Honda's 1.8 liter inline four cylinder engine only puts out 143 horses (and 129 lb.-ft.), but even with the CVT it feels like more. In fact, this car's nearly as much fun to drive as the Mazda3, a car that (with the larger SKYACTIV engine) had me swooning during a couple of encounters and which I named as TechnoFile's 2014 Car of the Year. So Honda has definitely done that part well.
Honda Canada's sample came equipped with a new feature for this year: the LaneWatch blind spot monitor that adds a camera to the right side rear view mirror enclosure. When you activate the right turn signal (or push a button on the end of the turn signal stalk) the LCD screen changes to show you a view down the right side of the car. It's a great idea because it means you can aim at bicyclists better! Most of the people I've shown it think it's wonderful - but I find it obtrusive because it grabs my attention, taking it off the broader view around. To each his own, I guess.
Honda's sample also had keyless entry and push button start/stop, which is always nice. It works fine, but Honda should swap the button's location with the one for the four way flashers, which is more at hand but which you won't use nearly as often. That's a pretty nitpicky complaint, though.
Other new features this year include a seven inch capacitive touch-screen display and the HondaLink Next Generation connected-car technology, an application-based platform Honda says "allows a seamless integration between a user's smartphone and the car, providing access to online and cloud-based content and information." In other words, more opportunities for you to take your eyes off the job at hand, driving.
Honda says the Civic's ride is sportier and "even more fun than last year's model," thanks not only to its boosted horsepower but also to a re-tuned suspension, and it has hit the mark really well.

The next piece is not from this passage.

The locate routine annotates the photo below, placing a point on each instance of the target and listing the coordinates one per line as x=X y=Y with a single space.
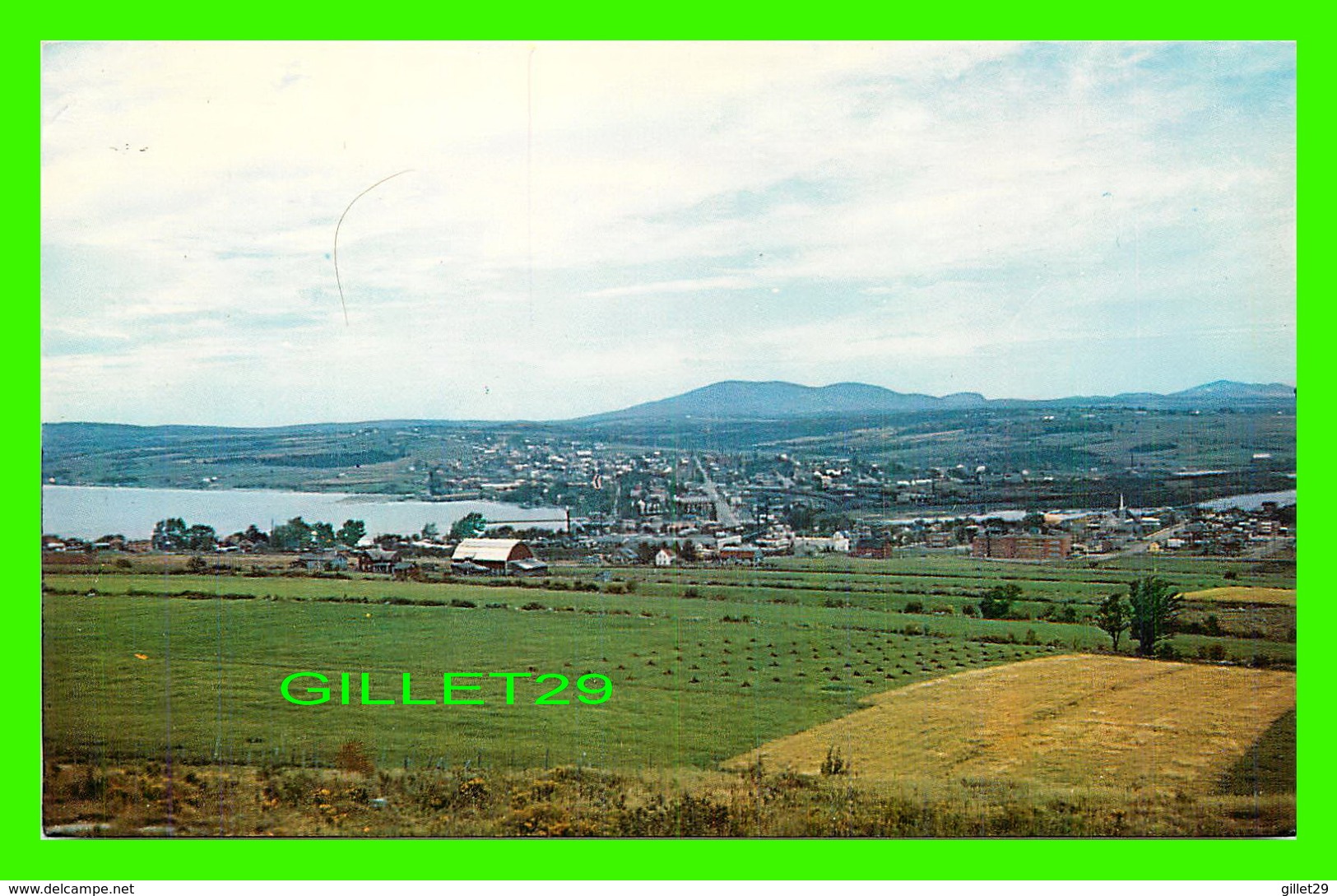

The suspension treads the line between comfort and sportiness very well, leaning to the sporty side in just the right amount without becoming jarring.
I've had a soft sport, er spot, for the Civic since I owned one back in the 1970's. It's grown in size, technology (and PRICE!) since then - like every other car whose heritage extends that far back - but it still offers an excellent blend of price and performance, the things that made it such a great deal back when I bought mine new for about 3,500 1976 dollars.
Today, it's going to cost at least $18,895 to sample the Civic's delights, and while that's a far cry from the 1970's sticker, it's competitive in its niche today. And you can spend a lot more! A fully loaded Civic coupe (the EX-L Navi trim level) starts at $27,291 and you can up the oomph and enjoyment ante even more with the si version, which starts at $28,346.
Ah, but what a great little car you'll have! It's no wonder the Honda Civic has been the best selling car in Canada for some 16 years in a row.